Elle était autrefois le siège de la confrérie de l’Annonciation, et fut commandée par le cardinal Juan de Torquemada, issu de l’ordre dominicain, dont la famille eut par la suite un rôle important dans l’Inquisition. Ici, le nom de Torquemada est associé à l’une des plus célèbres confréries pieuses de Rome, qui regroupe religieux et riches donateurs. Elle avait pour fonction de doter les filles pauvres en vue de leur mariage. C’est la raison pour laquelle le tableau que vous voyez au dessus de l’autel représente la Vierge tenant une bourse. En faisant face à la grille de la chapelle, nous voyons un tombeau sur le mur de gauche. C’est celui du pape Urbain 7, mort en 1590, et qui régna 13 jours. A sa mort, il laissa l’ensemble de sa fortune à la confrérie, ce qui explique la présence de son tombeau ici.
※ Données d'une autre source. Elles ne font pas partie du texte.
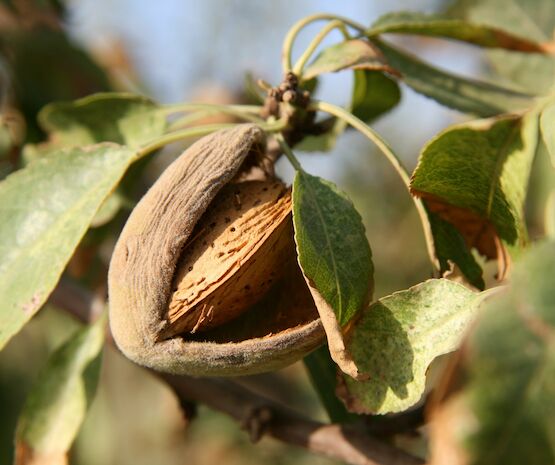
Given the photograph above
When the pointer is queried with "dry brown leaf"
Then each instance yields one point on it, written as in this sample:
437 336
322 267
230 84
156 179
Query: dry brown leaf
478 232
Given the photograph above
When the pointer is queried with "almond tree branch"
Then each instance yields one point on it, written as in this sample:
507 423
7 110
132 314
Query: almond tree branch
257 414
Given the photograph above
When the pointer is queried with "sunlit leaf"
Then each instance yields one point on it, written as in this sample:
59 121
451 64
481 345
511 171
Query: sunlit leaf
475 176
45 210
395 340
510 370
60 398
459 93
334 256
450 246
440 26
108 117
373 95
534 19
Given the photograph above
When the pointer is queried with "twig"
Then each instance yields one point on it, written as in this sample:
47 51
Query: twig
257 414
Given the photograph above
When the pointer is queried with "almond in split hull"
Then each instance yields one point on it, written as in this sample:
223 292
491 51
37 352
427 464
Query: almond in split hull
233 257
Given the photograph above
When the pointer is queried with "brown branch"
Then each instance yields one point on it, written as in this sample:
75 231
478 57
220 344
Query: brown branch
257 414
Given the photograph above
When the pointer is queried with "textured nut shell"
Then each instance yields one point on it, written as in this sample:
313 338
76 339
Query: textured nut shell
146 254
235 254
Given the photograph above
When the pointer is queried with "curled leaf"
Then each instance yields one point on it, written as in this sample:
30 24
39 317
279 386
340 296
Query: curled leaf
457 92
395 340
475 177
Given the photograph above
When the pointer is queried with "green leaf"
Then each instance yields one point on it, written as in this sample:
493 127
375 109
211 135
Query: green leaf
108 117
350 54
45 210
511 369
60 398
547 125
440 26
534 19
459 93
395 340
334 256
475 176
450 246
332 247
323 373
373 95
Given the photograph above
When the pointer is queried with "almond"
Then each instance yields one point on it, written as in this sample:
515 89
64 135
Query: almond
233 257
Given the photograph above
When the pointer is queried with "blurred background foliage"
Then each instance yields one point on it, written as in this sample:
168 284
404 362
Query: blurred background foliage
183 50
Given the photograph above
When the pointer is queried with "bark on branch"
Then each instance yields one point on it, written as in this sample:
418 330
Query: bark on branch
257 414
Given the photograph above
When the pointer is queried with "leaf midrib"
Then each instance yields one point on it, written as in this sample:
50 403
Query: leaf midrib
328 242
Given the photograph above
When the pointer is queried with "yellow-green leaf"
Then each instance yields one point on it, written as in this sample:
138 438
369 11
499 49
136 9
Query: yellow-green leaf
439 26
395 340
475 176
45 209
457 92
60 398
510 367
107 117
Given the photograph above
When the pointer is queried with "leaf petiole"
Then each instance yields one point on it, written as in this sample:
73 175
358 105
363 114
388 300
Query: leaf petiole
301 62
292 34
384 147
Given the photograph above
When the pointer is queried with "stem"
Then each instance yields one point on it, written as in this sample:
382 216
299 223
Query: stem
260 415
298 26
301 62
392 158
288 152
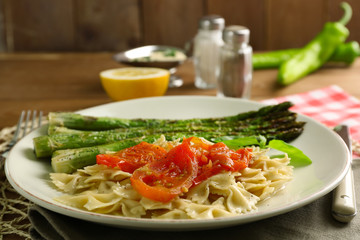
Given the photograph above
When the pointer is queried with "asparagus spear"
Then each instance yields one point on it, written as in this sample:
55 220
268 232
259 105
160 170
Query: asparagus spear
77 121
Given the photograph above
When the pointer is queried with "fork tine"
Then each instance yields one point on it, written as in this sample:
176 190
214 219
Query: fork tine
18 127
33 120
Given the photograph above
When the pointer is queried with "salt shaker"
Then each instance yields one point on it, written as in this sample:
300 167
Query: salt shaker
207 43
235 76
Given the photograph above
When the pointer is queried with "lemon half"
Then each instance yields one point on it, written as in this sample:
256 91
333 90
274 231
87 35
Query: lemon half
134 82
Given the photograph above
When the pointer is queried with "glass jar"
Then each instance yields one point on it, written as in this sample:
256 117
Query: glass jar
207 45
235 76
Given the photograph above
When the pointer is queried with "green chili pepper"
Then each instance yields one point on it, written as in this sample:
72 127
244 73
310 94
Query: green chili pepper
345 53
317 51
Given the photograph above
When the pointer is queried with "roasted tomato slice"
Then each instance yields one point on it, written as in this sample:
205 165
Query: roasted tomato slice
164 179
130 159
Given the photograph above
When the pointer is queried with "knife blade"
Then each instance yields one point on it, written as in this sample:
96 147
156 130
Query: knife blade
344 201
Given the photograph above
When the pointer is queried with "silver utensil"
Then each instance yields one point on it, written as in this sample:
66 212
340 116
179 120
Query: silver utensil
344 201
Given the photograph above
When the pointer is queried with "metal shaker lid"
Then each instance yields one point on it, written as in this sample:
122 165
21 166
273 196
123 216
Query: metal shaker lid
212 22
236 35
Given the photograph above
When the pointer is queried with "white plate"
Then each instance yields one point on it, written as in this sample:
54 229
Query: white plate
331 160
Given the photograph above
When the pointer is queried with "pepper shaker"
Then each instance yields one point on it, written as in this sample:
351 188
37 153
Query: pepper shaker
207 43
235 74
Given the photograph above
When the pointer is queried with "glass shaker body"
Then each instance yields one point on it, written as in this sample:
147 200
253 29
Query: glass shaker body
207 44
235 73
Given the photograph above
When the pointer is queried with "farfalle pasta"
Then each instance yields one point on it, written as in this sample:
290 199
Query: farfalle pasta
101 189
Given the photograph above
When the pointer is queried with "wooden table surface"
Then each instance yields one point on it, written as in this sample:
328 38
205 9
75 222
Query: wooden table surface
70 81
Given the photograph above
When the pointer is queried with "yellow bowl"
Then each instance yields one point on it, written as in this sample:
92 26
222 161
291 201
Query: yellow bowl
134 82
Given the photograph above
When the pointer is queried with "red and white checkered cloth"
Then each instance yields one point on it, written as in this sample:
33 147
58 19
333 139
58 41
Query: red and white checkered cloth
331 106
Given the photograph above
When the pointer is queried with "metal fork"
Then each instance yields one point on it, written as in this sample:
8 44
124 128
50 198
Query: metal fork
22 129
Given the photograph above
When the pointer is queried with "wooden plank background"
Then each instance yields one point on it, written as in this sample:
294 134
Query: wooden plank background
116 25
Trois chapelles plus loin, c'est-à-dire la 7ème chapelle, sur la droite en faisant dos à l’entrée principale, nous découvrons la chapelle Carafa, du nom du cardinal qui la commanda. Elle est décorée d’une série de peintures attribuées au célèbre peintre florentin Phillipino Lippi, qui travailla ici de 1489 à 1491.

Regardons d’abord le tableau de l’autel. Il représente l’Annonciation. Voyez le personnage agenouillé sur la droite : c’est le cardinal Carafa. Voyez aussi un grand théologien dominicain, c’est saint Thomas d’Aquin.
Autour de cette toile, le mur est décoré d’une superbe fresque qui représente l’Assomption de la Vierge, c'est-à-dire sa montée au ciel. Elle est entourée d’incroyables anges musiciens. On y voit, dans les poses et les visages, l’influence d’un artiste comme Sandro Botticelli. Le raffinement extrême des poses et des instruments de musique, sans doute en partie imaginés, fait déjà de ce tableau un précurseur du maniérisme. Le maniérisme est cette forme d’art qui s’épanouira au 16ème siècle, et qui pousse le raffinement des gestes à l’excès. Cela aboutira parfois à une certaine mièvrerie, ce qui est loin d’être le cas ici.
Regardons encore ce tableau : c’est vrai que l’image est étrange. Si l’on regarde chacun des personnages séparément, en particulier les anges, leur pose semble poussée, voire exagéréesn pourtant, lorsqu’on regarde l’ensemble, c’est la force qui prédomine. C’est là la marque d’un grand peintre.

Découvrons les murs latéraux maintenant : ils présentent des scènes de la vie du théologien Thomas d’Aquin. Le mur de droite en particulier montre le triomphe sur les hérétiques des doctrines de saint Thomas d’Aquin. Il est représenté assis au centre. L’œuvre est d’une inspiration artistique semblable à celle de l’Assomption, mais, comme vous le voyez, elle est plus sage que cette dernière. Les personnages sont inscrits dans un cadre architectural très étudié et équilibré, qui rappelle bien la peinture florentine du 15ème siècle.
Revenons maintenant dans la nef centrale et, tournant le dos à la porte d’entrée, continuons à avancer en direction du maître autel. Arrêtons-nous au pied des escaliers du chœur, partie de l’église contenant le maître-autel.